Clearly, there are additional oral oncology drugs that can now be included in quantity-limit programs. However, these four oral oncology drugs represent a significant percentage of oral oncology utilization that is appropriate for a quantity-limit program. Gleevec, in particular, is typically the leading oral oncology drug in terms of total market share and is often the target of oral oncology quantity-limit programs. While Gleevec does command a significant portion of oral oncology spending, this is a reflection of the chronic use of this medication and is not due to the frequency of diagnosis of CML. Furthermore, pharmacy benefit managers report Gleevec adherence rates of much greater than 90%, significantly reducing the potential of direct savings associated with avoidance of drug shipments.
Beyond cost-savings promises, quantity-limit programs typically offer greater clinical oversight during the onboarding of the “new to treatment” patient. Many who discontinue their oral oncology treatment, especially in the first treatment cycle, do so for avoidable reasons. The mid-cycle intervention of a specially trained clinical representative of a specialty pharmacy can help manage side effect or dosing concerns that may lead to noncompliance with treatment or even lead to unnecessary hospital or emergency room visits.
A shrewd benefits manager may conclude that any saving is worth pursuing and, as new drugs are introduced into the program, saving will increase. While this is true, it is important to understand that these are not risk-free savings. Quantity-limit programs are designed to manage waste at the outset of oral chemotherapy treatment. For a newly diagnosed cancer patient or an existing cancer patient with progressive disease, starting oral chemotherapy can be daunting. Coordination with antiemetic therapy, changes in diet, side effects, and more can significantly affect adherence to treatment. Adding an additional administrative drug delivery in the initial treatment cycle — either in a retail or home delivery scenario — can add adherence risk for no clear clinical value. Without an overwhelming clinical or even financial justification, benefits managers will need to carefully weigh the value of these quantity-limit programs in terms of real cost avoidance, improvements in adherence, and potential disruptions in treatment due to product delivery or care coordination errors.

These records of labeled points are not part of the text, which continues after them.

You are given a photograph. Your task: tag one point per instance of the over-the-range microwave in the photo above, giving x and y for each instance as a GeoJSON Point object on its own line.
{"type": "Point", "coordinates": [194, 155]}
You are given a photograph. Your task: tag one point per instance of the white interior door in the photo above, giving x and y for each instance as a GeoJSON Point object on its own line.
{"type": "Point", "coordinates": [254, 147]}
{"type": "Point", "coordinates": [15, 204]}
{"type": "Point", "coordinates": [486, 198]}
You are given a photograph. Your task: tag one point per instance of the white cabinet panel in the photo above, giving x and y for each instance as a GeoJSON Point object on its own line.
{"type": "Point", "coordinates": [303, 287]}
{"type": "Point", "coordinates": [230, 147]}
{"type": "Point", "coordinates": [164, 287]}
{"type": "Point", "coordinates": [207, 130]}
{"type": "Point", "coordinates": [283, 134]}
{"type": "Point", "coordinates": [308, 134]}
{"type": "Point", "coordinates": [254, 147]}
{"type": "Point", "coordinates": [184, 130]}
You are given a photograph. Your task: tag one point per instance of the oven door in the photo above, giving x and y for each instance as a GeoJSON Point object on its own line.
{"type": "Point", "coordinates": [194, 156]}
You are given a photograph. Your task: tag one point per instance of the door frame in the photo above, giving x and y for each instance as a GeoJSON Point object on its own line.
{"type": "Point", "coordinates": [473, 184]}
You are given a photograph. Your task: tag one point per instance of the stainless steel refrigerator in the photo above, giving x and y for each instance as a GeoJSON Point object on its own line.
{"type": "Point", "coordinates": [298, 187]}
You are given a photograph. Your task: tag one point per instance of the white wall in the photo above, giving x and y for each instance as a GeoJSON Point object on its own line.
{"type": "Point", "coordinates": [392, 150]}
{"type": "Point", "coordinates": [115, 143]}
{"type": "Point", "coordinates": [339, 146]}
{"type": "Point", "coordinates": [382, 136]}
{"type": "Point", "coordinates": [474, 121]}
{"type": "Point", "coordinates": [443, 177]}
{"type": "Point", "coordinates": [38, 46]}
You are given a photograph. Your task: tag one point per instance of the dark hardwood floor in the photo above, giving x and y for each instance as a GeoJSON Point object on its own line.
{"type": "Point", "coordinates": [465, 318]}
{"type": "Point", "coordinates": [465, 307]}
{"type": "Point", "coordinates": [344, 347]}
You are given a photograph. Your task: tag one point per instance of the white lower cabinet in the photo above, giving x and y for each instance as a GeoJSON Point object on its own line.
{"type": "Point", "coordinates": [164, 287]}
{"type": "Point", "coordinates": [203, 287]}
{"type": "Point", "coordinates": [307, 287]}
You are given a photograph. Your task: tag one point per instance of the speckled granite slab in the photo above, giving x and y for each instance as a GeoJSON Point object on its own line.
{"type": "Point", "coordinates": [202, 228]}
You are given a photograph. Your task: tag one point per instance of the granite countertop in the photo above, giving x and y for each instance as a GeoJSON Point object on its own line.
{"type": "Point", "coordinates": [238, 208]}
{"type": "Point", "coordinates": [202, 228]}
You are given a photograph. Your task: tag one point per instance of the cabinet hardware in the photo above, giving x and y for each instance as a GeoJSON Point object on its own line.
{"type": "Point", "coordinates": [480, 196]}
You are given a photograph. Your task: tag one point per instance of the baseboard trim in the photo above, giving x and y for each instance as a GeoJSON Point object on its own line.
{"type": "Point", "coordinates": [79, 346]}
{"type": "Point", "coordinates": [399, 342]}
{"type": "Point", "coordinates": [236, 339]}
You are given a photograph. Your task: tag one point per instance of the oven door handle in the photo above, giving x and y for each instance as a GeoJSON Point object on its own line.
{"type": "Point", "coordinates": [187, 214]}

In the balance, quantity-limit programs offer some hope in addressing the growing costs associated with cancer care. However, the direct effect of these programs may come more from increased clinical interactions and less from direct drug cost avoidance. Prior to implementation, benefits managers should require rigorous modeling of oral oncology quantity-limit programs in order to fully understand the cost savings and the effect on their populations.
Conflict of interest statement: This article is based solely on the author’s personal experience, was not commissioned or influenced by any pharmaceutical manufacturer, and was not a billable effort.